Labour History Prizes 2021

Ferguson Prize: Best Article on an Interwar Topic/Theme

WINNER: Phoebe Kelloway, “Queensland Workers in 1928 Waterside Strike,” Labour History, no. 116 (May 2019)

JUDGES REPORT: “Phoebe Kelloway’s analysis brings a new perspective to the 1928 strike with its emphasis on Queensland workers and illuminates a significant labour event of the interwar period. In doing so it embodies the spirit and intent of the Ferguson prize.”

Bob Gollan Prize: Best Article by a Post-Graduate Student or Early-Career Academic

WINNER: Daniel Hannington-Pinto, “Australian Transnational Union Solidarity through Union-Building in Timor-Leste,” Labour History, no. 116 (May 2019)

JUDGES REPORT: “Daniel Hannington-Pinto’s careful and thoughtful study of the role of Australian unionists in helping to build unionism in Timor-Leste is a very fine example of scholarship. It also demonstrates the way in which exploration of recent labour history can illuminate important aspects of regional and transnational industrial relations.”

Edna Ryan Prize: Best article in Women’s History

WINNER: Katherine Keirs, “Class, Gender and Cold War Politics: The Union of Australian Women and the Campaign for Equal Pay, 1950–66,” Labour History, no. 117 (November 2019)
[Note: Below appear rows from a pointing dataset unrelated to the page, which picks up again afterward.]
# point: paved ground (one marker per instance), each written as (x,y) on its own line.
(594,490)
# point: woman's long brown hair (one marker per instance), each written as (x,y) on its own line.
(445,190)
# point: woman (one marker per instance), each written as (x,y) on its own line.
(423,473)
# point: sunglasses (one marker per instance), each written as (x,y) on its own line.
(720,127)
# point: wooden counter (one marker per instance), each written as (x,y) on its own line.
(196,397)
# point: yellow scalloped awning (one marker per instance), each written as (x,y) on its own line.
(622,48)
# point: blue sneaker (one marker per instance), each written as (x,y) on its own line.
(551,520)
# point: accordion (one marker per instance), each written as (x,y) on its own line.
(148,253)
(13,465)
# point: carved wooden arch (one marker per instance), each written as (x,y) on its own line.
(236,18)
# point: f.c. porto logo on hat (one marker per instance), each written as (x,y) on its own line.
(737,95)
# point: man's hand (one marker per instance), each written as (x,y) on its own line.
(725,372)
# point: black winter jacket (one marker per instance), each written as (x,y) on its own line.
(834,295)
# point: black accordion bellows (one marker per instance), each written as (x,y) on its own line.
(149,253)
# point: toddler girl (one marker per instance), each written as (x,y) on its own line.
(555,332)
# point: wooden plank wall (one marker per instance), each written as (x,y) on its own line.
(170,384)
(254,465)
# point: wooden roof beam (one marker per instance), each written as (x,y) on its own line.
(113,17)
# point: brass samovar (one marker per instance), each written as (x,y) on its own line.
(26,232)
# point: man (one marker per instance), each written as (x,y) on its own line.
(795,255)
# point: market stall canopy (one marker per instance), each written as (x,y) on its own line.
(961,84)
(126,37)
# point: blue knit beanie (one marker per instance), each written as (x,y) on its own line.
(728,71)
JUDGES REPORT: “Katherine Keirs brings fresh insight to the issue of wage justice for women during the era of the Menzies government through a focus on the Union of Australian Women. In drawing out the UAW’s ability to keep equal pay on the agenda, Keirs contributes to broadening and deepening our knowledge of working-class women’s historical role and the obstacles they had to overcome.”

Phillip Deery awarding the Edna Ryan Prize to Katherine Keirs (photo by Judy Hughes)
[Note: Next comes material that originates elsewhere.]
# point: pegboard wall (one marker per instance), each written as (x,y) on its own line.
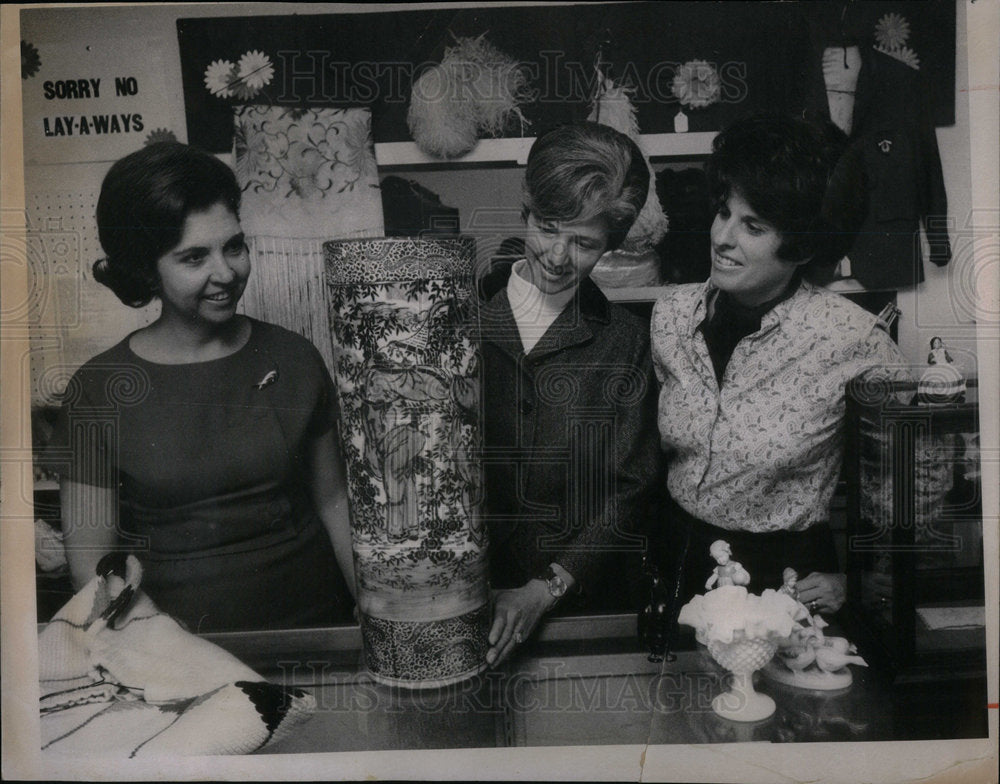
(74,317)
GW Ford Award: Best Article on the Experience of Workers

WINNER: William Burns, “‘We Just Thought We Were Superhuman’: An Oral History of Noise and Piecework in Paisley’s Thread Mills,” Labour History, no. 119 (November 2020)

JUDGES REPORT: “William Burns employs an oral history method to recover the experience and viewpoint of women workers in Scotland’s thread mills. He examines their testimony to reveal debilitating and long-term health conditions induced by both the industrial processes and their own agency in seeking increased wages under a piecework system. He succeeds impressively in evoking a time and place through their stories.”

ASSLH/Unions NSW Prize in Labour History: Best Article Overall

WINNER: Naina Manjrekar, “‘Violent and Not Quite Modern?’: Lascars and Everyday Resistance Across the Sail-Steam Divide” Labour History, no. 116 (May 2019)

JUDGES REPORT: “Naina Manjrekar’s essay on Lascars working on both sailing and steam ships combines a sophisticated engagement with the extensive historiography of Indian seafarers with an innovative use of primary sources to present an original and persuausive argument. Her rigorous scholarship in this innovative interpretation of everyday workers’ resistance makes this a very fitting recipient of the ASSLH award.”